While other Muskogee High School students take classes virtually, MHS jazz band members practice in the band room.
Choir members sit several feet apart while they practice in another room.
Extracurricular classes such as music and athletics continue to meet on campus, while other Muskogee Public Schools students are doing distance learning until Dec. 7. All will have time off for Thanksgiving break.
Superintendent Jarod Mendenhall called for students to go to distance learning last week. He said MPS students tested positive for COVID-19 in October, and 31 tested positive the first 11 days of November.
MHS freshman Emily Irvin, who plays saxophone, said she doesn’t feel too stressed about practicing. She comes to school for symphonic and jazz band practice, one right after the other.
“I wear my mask when I go out of the house,” she said, adding that her stepfather brings her to practice and picks her up.
MHS Band Director Bruce Thompson said they’ll continue to practice on campus as long as district administration allows.
“Athletics are all meeting,” Thompson said. “We got with the administration, and they let us do it.”
Students can opt to stay home and complete music assignments online, he said.
“We probably have about 60 kids who come up there who are split between two bands,” Thompson said. “There are supposed to be another 40 who are supposed to be doing assignments online.”
MHS music uses the SmartMusic software for online students.

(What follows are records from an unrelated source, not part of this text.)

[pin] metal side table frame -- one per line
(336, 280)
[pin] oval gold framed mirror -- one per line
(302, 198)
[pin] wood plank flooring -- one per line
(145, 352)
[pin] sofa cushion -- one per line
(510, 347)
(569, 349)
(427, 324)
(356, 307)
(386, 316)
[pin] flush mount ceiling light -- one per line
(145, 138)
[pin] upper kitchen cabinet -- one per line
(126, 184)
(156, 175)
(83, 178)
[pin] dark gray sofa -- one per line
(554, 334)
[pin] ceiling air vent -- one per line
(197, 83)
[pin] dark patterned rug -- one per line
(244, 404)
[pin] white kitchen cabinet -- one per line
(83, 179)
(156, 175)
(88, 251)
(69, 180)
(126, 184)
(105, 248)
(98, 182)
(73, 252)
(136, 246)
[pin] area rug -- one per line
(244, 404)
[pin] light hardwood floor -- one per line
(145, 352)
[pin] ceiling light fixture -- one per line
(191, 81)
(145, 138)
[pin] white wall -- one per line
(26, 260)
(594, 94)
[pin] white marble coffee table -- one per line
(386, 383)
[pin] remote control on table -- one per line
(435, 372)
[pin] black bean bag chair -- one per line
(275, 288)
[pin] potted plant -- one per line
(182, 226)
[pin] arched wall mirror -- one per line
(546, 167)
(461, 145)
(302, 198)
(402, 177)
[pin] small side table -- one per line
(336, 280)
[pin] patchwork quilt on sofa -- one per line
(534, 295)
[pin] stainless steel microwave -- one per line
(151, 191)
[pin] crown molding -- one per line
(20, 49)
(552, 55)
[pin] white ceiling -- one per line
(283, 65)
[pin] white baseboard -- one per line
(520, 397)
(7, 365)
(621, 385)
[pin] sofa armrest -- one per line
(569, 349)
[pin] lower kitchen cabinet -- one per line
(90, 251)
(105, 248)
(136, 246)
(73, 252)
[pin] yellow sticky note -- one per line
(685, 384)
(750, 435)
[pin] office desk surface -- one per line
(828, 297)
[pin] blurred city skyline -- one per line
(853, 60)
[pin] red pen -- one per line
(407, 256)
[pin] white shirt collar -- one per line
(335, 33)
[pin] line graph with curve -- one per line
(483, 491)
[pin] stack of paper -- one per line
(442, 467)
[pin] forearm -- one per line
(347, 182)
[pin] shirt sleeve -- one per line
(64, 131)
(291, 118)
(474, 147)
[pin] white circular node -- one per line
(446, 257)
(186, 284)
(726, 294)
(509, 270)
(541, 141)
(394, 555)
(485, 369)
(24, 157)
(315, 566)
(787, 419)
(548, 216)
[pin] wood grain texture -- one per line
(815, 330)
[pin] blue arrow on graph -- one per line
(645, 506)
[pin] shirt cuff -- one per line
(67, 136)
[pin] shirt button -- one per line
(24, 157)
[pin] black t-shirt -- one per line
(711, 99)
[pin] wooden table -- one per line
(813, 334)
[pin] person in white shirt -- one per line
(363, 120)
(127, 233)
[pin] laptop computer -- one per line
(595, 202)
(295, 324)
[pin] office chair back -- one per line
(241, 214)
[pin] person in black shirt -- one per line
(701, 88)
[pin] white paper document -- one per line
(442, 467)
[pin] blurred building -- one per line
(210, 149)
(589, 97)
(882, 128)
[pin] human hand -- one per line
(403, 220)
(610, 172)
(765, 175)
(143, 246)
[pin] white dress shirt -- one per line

“They have to get on there and play online with their music,” Thompson said. It shows that they did it, and we’ll be recording it for grades.”
Stacey Brown said he let his son, junior Ethan Johnson, come to practice. Johnson plays trumpet in the jazz band.
“It’s definitely a concern,” Brown said as he picked his son up from jazz band practice. “He’s around a group of people. There are multiple people. He’s not isolated from the coronavirus and the spike of the cases.”
Thompson said students are required to wear masks when they’re not playing horns or woodwind instruments.
“They have bell covers over their bells,” he said.
Players also are spread out.
“Each one has their own music, so they’re not sharing music,” he said. “They each have their own music stand.”
He said student temperatures are taken each day. Those with high temperature are sent home.
Hilldale High School allows athletics and band to practice on campus. The district has gone to virtual learning until Thanksgiving and is to restart on-campus classes Nov. 30.
At Fort Gibson, all high school and middle school classes, except some athletics, have gone to distance learning. High School Principal Ben Pemberton said the band conducts practices through Google Meet.
“It’s like a Zoom meeting,” Pemberton said. “Our band instructor’s there and she’s got about 60 kids logged in. The kids are visibly tested onscreen, and they’re going over their chair test results.”
The results show whether a student gets first-chair, second-chair or whatever, Pemberton said.
“Students were performing pieces of music online while other students were practicing, muted in the background,” he said. “They were working in sync with what they would actually do during the school day. In conversation, they are where they would normally be during the school day.”